Ma, come tutti i sogni belli, anche quello doveva andare in frantumi e colui che veniva a distruggerlo, a strapparla amaramente da quella breve parentesi di felicità era niente meno che Viserys Targaryen. Furioso dopo giornate di vane promesse di potenti e di meschine risate, suo fratello veniva a prenderle, la trascinava per un braccio e la riportava a casa. O a quella villa del rinomato anfitrione di turno che Dany, come ogni vota del resto, si sforzava di chiamare casa. E, una volta scesa nella tana, Dany sapeva di aver risvegliato il Drago. Viserys le faceva male, le affondava le dita nella carne fino a lasciarle segni rossi e, gridando, le ripeteva in continuazione che lei non era una pezzente, ma la progenie del Drago.
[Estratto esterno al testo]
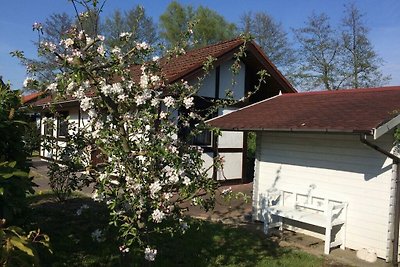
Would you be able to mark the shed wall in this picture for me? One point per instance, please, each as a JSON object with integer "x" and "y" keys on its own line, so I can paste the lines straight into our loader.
{"x": 341, "y": 168}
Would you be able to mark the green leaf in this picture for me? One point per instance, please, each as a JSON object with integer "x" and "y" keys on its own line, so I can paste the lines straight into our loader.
{"x": 19, "y": 243}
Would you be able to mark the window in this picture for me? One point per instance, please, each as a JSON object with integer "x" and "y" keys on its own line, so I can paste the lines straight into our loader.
{"x": 48, "y": 125}
{"x": 62, "y": 129}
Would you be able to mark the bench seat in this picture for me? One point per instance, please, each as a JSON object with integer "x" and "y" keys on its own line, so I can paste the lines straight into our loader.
{"x": 325, "y": 213}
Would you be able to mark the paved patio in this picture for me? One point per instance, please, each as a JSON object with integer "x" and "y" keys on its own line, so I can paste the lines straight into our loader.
{"x": 238, "y": 212}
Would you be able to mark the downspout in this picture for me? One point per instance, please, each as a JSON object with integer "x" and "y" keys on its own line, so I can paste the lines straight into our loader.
{"x": 394, "y": 215}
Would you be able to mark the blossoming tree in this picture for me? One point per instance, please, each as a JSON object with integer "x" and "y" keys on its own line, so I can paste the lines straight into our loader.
{"x": 141, "y": 126}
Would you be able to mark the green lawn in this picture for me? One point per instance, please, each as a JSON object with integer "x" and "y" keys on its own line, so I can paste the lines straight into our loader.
{"x": 204, "y": 244}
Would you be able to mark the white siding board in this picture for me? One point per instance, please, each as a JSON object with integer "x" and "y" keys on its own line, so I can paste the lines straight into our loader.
{"x": 341, "y": 167}
{"x": 232, "y": 166}
{"x": 207, "y": 87}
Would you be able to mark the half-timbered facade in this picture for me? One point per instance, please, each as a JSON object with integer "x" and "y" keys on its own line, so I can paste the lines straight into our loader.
{"x": 231, "y": 145}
E il Drago non si mischiava a esseri inferiori che vivevano di polvere e di frustate.

A dire quelle stesse parole era stata una lucertola che si travestiva da Drago, il Re del nulla che voleva disperatamente la sua corona. E l'aveva ottenuta proprio lì, in quella città di divinità trafugate e di cavalli venerati, sulla stessa terra che ora i piedi di Dany stavano calpestando.

"Nel Nord questo è un lusso raro mia splendente regina." Jon era già giunto al secondo bastoncino. "Certo, il miele abbonda nelle cavità degli alberi, ma esso rientra principalmente nei pasti di un orso e pochi osano mettersi contro un enorme e peloso orso affamato di miele. Un suo morso può staccare di netto il braccio a un uomo."